Es gibt kaum einen besseren Zeitzeugen für den Wandel des Snowboardens von der Subkultur zum Massensport, vom Akt der Rebellion zum handelsüblichen olympischen Spitzensport, vom primär freigeistig-stylischen zum ebenso akrobatisch-athletischen Spektakel. Christian Haller, der Bruder von Ursina Haller, brachte die Entwicklung 2016 in der «Neuen Zürcher Zeitung» so auf den Punkt: «Snowboarden ist von einem Sport im Schnee zu einem Sport in der Luft geworden.»

Halfpipes für die Elite sind heute monströse Skulpturen aus Schnee und Eis, kein Vergleich zum harmlosen Halbröhrchen, in dem Gian Simmen 1998 in Nagano zum ersten Olympiasieger wurde. Der Bündner brauchte damals noch keinen Helm, und die Kappe fiel ihm während des Runs vom Kopf.

Doch Regazzi wehrt sich, wenn das heutige Freestyle-Snowboarden mit Kunstturnen verglichen wird wegen all der zirkusreifen Rotationen um die Körperachsen.
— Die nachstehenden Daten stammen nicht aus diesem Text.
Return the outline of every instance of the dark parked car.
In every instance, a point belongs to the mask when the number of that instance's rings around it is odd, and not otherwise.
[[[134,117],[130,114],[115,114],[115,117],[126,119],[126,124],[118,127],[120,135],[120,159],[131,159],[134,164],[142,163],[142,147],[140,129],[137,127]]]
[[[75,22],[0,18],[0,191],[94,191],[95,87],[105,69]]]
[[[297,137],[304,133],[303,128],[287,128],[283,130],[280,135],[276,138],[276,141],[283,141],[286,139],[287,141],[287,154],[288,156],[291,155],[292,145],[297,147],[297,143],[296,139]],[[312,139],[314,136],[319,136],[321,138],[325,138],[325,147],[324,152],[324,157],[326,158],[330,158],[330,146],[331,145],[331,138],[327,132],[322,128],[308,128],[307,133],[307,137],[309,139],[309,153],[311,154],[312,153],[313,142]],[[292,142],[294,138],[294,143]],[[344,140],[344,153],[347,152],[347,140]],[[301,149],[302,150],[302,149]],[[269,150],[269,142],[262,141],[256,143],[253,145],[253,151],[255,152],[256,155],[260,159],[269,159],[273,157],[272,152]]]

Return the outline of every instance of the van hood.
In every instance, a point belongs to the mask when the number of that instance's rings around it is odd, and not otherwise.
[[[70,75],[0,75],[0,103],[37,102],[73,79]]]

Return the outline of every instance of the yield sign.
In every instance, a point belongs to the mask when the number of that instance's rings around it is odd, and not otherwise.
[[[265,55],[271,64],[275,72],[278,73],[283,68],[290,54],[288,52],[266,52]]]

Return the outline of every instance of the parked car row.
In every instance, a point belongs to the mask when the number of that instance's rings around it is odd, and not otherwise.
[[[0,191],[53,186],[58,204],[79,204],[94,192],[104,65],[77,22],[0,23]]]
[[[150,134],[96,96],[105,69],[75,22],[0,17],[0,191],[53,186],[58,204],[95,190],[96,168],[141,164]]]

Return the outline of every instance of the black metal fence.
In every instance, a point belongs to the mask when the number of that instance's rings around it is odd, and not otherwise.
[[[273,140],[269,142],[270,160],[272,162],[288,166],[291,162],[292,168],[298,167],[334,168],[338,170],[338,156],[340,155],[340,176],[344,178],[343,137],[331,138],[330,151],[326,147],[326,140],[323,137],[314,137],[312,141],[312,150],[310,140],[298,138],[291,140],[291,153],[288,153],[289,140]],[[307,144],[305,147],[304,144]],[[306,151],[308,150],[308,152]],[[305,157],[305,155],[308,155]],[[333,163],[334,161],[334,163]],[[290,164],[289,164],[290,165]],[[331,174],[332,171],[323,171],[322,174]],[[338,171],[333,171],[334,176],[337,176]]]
Er denkt lieber an Katzen, die auf den Füssen landen, nachdem man sie in die Luft geworfen hat. Fliegen und stehen – darum geht es, und wer sich dieses Katzenhafte nicht aneignet, lebt gefährlich. Regazzi begriff das früh und begann deshalb mit der Accademia Teatro Dimitri zusammenzuarbeiten, der Zirkusschule des legendären Clowns; er liess seine Athleten vom Akrobatiktrainer und von der Tanzlehrerin der Accademia unterrichten.

Was da alles zusammenkam!

Der Vordenker Regazzi steht für eine goldene Ära des Schweizer Halfpipe-Snowboardens. Der Höhepunkt? Der Olympiasieg von Iouri Podladtchikov am 11. Februar 2014 in Sotschi, 16 Jahre und einen Tag nach Gian Simmen. Was da alles zusammenkam! Podladtchikov hatte für die Vorbereitung eine Industriehalle in Freienbach und eine Vert-Ramp für das Skateboard-Training gemietet, er investierte Zehntausende von Franken aus dem eigenen Sack.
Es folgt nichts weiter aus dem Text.